The partial government shutdown and the political warfare between Barack Obama and Congressional Republicans is merely a reflection of the country’s longstanding inability to make that choice, its deep ideological divisions and the flaws of its political system.
The rest of the world cannot choose for them, but we will suffer some of the consequences of their hesitation if it spirals out of control over the next few weeks. So far, the markets have shrugged off the partial shutdown. Credit spreads actually narrowed as the market staged a modest rally, the very opposite of what one might have expected. Investors think a deal will be struck sooner than later and that the debt ceiling, due to be reached in a couple of weeks’ time, will be extended, preventing a default.
Another consideration is that tapering is now more likely to be delayed, yet again: so even though 800,000 government employees have been sent home on unpaid leave, and their salaries aren’t being paid, investors believe that the negative hit from this will be more than outweighed by the prospect of yet more cheap money.
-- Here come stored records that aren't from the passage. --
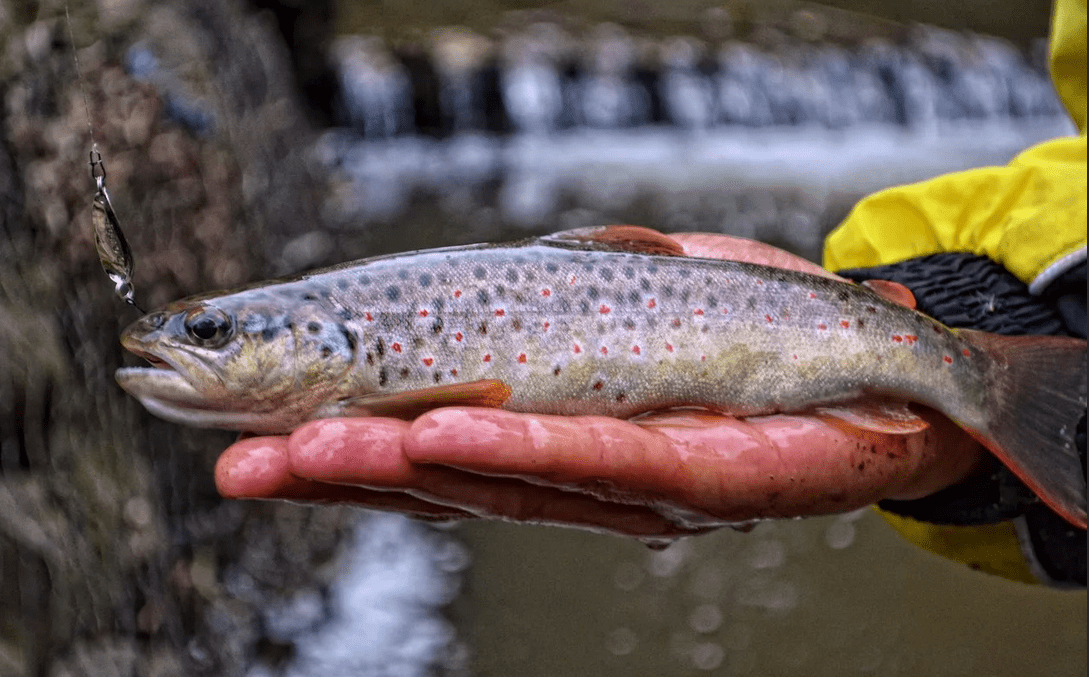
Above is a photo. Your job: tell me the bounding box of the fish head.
[116,291,357,433]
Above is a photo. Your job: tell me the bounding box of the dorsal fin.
[544,226,686,257]
[862,279,917,309]
[329,379,513,421]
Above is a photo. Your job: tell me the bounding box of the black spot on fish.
[545,262,558,273]
[524,270,536,283]
[366,352,374,365]
[600,268,614,282]
[341,327,356,351]
[493,285,506,297]
[357,274,371,285]
[386,286,401,302]
[837,290,851,302]
[662,285,675,298]
[307,322,321,333]
[378,367,388,387]
[375,338,385,357]
[431,319,444,334]
[433,371,442,383]
[613,291,625,305]
[677,268,691,279]
[623,318,636,330]
[586,286,600,300]
[320,346,332,358]
[647,264,659,275]
[856,318,865,328]
[413,337,425,348]
[623,266,635,279]
[337,308,352,321]
[640,278,651,292]
[553,366,562,376]
[615,392,626,403]
[680,290,691,303]
[593,381,604,391]
[579,300,591,314]
[477,289,489,305]
[474,266,487,279]
[418,273,433,287]
[478,321,488,335]
[506,268,519,284]
[628,290,641,304]
[706,295,717,308]
[398,269,409,281]
[747,297,757,310]
[512,318,523,331]
[303,293,317,301]
[705,277,713,287]
[400,367,410,379]
[337,279,350,290]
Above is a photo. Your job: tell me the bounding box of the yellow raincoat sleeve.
[822,0,1087,585]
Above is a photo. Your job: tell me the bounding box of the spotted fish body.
[117,231,1087,527]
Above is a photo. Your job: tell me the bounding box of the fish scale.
[115,230,1087,527]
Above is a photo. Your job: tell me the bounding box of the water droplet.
[688,604,723,634]
[747,540,785,569]
[691,642,725,670]
[613,562,644,591]
[605,627,638,656]
[825,520,856,550]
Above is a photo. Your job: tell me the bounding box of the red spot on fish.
[808,292,817,299]
[962,348,971,357]
[701,355,707,362]
[905,335,918,345]
[573,344,582,354]
[866,306,877,314]
[765,315,773,323]
[541,288,551,296]
[450,368,458,376]
[722,307,729,314]
[666,343,674,352]
[694,309,705,316]
[422,357,433,366]
[495,309,505,317]
[756,279,764,285]
[840,320,850,328]
[543,322,550,331]
[454,290,462,298]
[818,323,827,330]
[593,381,604,391]
[518,353,527,363]
[793,354,798,360]
[570,276,577,285]
[632,345,641,355]
[483,354,492,362]
[599,304,611,314]
[943,355,953,364]
[892,335,903,343]
[671,318,682,328]
[364,312,375,322]
[647,298,656,309]
[600,346,609,355]
[932,326,942,334]
[418,310,428,317]
[392,343,402,353]
[455,332,463,342]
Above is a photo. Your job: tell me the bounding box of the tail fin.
[960,330,1087,529]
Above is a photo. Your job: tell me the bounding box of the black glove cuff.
[837,253,1086,586]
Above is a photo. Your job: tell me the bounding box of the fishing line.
[65,4,144,313]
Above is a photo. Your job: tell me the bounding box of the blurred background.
[0,0,1084,675]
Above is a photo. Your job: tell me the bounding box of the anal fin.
[332,379,513,421]
[814,400,930,435]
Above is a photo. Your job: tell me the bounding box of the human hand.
[215,233,986,539]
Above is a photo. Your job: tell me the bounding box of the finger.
[215,435,471,520]
[405,407,984,522]
[669,232,844,279]
[287,418,704,538]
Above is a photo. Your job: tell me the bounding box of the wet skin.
[215,233,986,539]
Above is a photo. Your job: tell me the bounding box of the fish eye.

Yet I’m not that sanguine. What if the stalemate continues? What if there is a default? What if reason doesn’t prevail?
We need some grown-up behaviour from US politicians, and fast.
NONSENSE ON STILTS
One final word on Help to Buy, an idiotic policy if ever there were one. The chancellor seems to benchmark where the market should be on the wrong time period. Instead of comparing with the early 2000s, when conditions were more sensible and prices cheaper, he often harks back, when it comes to credit availability, to the boom days. In 2007, a record 44 per cent of mortgage products permitted loan to values of 95 per cent or higher, far too high a proportion; by 2010, just 1.2 per cent did, far too low a proportion.
This fact helps to explain (but doesn’t justify) the chancellor’s obsession with a policy to boost prices in an over-valued and under-supplied market: he wants to rescue people trapped by high debts accrued at the height of the previous bubble. There are two ways out of this conundrum: the American way, which was mass defaults and the writing off of a lot of the debt; or the British way, a combination of reflating the bubble, tolerating high inflation in the hope that debt is eventually eroded away and turning a blind eye to zombie borrowers and so called mortgage prisoners.
As the old Financial Services Authority put it in last year’s mortgage review, as a result of lenders’ post-crisis tightening, by March 2012 up to 45 per cent of those borrowers who had taken out a mortgage since 2005 had become mortgage prisoners – people who have a mortgage but either are in negative equity, don’t earn enough or don’t have sufficient savings to move to a different mortgage provider. Many cannot sell their homes because they wouldn’t be able to raise the funds to buy another.
This figure may be even higher for former first-time buyers – the FSA estimated that 55 per cent could be mortgage prisoners and that these borrowers “may not be able to remortgage for a better deal or move house.” Sadly, Osborne’s attempt at rescuing this group will merely end up fuelling even greater over-valuation in the housing market. It also delays the inevitable day of reckoning: when interest rates finally go up after the election, house prices will start to fall.
When that happens, Osborne’s hopes of a budget surplus will, tragically, vanish in yet another black hole of his own making.